Question to the Department for Levelling Up, Housing & Communities:

To ask the Secretary of State for Communities and Local Government, what information his Department holds on the number of households from the London Borough of Haringey who have been placed in temporary accommodation outside of that borough in the last 12 months.


Answered by
Marcus Jones Portrait
Marcus Jones
Treasurer of HM Household (Deputy Chief Whip, House of Commons)
This question was answered on 17th October 2017

Time spent in temporary accommodation ensures no family is without a roof over their head. The Government is assisting areas to ensure that families spend no longer than 6 weeks in B&Bs, which includes protecting and maintaining the homelessness prevention funding at £315 million. We have also replaced the Department of Work and Pension’s Temporary Accommodation Management Fee with a Flexible Homelessness Support Grant which local authorities can use more strategically to prevent and tackle homelessness. This amounts to £402 million over the two years from 2017/18.
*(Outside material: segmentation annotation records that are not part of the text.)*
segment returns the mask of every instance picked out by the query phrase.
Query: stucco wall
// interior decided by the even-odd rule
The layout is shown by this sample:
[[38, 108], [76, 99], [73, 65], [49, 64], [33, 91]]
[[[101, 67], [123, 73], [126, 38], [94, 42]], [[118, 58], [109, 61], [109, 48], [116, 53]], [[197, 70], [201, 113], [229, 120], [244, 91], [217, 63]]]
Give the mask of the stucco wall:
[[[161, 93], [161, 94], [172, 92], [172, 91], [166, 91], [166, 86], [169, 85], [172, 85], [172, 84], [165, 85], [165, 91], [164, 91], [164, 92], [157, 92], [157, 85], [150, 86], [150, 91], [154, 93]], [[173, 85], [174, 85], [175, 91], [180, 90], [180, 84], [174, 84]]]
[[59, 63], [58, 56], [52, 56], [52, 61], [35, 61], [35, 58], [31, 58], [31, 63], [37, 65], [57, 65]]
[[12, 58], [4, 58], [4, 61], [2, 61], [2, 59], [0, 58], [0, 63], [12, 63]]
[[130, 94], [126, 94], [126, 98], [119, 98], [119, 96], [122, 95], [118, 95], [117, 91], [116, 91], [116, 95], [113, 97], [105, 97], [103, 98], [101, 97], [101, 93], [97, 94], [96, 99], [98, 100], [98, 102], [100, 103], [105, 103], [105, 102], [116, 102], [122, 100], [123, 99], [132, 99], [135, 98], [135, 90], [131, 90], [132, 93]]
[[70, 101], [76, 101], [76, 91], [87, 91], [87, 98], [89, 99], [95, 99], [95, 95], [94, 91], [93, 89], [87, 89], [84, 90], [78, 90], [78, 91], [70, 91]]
While the number of households in temporary accommodation is below the 2004 peak, the law is clear that households with dependent children should only be accommodated in B&B in an emergency and for no longer than six weeks, which commences when the household moves in.

My Department publishes regular statistics on rough sleeping, statutory homelessness, temporary accommodation and homelessness prevention and relief. These are published at national, London and local authority level . The latest statistics can be found at: https://www.gov.uk/government/collections/homelessness-statistics

We are remodelling the statutory homelessness data collection alongside the introduction of the Homelessness Reduction Act to give us better insights into the causes of homelessness and the support people need. We will move from aggregated to case-level data which will give us a much more detailed picture of what help people have received and whether it helped prevent their homelessness.

Local authorities have a duty to ensure that any accommodation provided for a homeless household under the homelessness legislation must be suitable. In considering ‘suitability’ authorities must, by law, consider whether the accommodation is affordable for the applicant, its size, its condition, its accessibility and also its location.